She instructed me to bring coffee, tea, and cookies for the survivors. As I served them, I listened to their stories. There’d been no rain, no thunder. Only a few stray clouds. Lightning hit the metal saddle horn on Luciano’s saddle. The electricity traveled down to the horse’s heart and up to Luciano’s chest. Luciano and his horse were both killed instantly. Frank’s horse was hit and killed, and Frank landed, alive, under his horse. The others were stunned but uninjured. Together they‘d carried Luciano’s body back up to the lodge.

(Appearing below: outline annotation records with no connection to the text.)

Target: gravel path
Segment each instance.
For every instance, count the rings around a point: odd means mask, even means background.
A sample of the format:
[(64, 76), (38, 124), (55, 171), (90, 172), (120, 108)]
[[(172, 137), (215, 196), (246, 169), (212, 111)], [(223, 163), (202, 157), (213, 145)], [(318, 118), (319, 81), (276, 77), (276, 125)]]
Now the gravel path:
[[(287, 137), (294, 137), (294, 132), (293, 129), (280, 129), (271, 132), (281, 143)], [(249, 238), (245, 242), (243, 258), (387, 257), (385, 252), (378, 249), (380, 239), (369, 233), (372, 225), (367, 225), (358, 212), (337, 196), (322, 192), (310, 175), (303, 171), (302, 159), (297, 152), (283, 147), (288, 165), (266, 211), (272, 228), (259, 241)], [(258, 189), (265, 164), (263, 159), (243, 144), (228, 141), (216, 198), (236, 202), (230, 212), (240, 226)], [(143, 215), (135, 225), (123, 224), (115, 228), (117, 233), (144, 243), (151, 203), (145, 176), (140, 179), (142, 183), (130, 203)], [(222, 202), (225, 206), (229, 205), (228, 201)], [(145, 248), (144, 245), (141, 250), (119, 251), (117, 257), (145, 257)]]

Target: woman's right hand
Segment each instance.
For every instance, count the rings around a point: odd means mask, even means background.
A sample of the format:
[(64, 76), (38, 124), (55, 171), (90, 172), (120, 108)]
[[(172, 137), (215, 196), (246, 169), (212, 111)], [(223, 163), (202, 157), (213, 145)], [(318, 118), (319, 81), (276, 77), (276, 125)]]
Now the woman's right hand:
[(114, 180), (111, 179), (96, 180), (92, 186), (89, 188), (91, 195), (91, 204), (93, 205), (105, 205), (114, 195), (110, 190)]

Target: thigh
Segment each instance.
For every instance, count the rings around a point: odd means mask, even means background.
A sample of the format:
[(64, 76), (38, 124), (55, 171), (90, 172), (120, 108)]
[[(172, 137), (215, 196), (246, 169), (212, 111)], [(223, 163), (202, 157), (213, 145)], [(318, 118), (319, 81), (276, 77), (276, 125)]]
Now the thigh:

I went outside, reeling from the pictures in my head, struggling to grasp that Luciano was dead. I walked around the cars in the parking lot to calm myself down. I passed a blue jeep and peered in. There was Luciano, leaning in the back seat, seeming asleep. His shirt was melted above his heart.

It wouldn’t hit me until the next day how lucky it was that I’d been too tired to go riding that afternoon.

Seven years later, I wrote a poem about Luciano and the lightning; it was published in a small literary journal. I thought though that its true home was with Luciano in the meadow where he’d died. I drove back to Rainbow Trout Lodge and walked down into the meadow. I found the small wooden cross that marked the spot where Luciano and his horse were buried together. I stood there looking up at the clear uniquely azure mountain sky and pictured the deadly lightning bolt that had come from nowhere. “Luciano,” I whispered. “I wrote this for you.” I pulled out a copy of my poem and read it out loud for him. And then I buried it at the foot of the cross.

I don’t sing in the rain anymore if there’s thunder. I have a deep respect for lightning. And I don’t take my good luck for granted.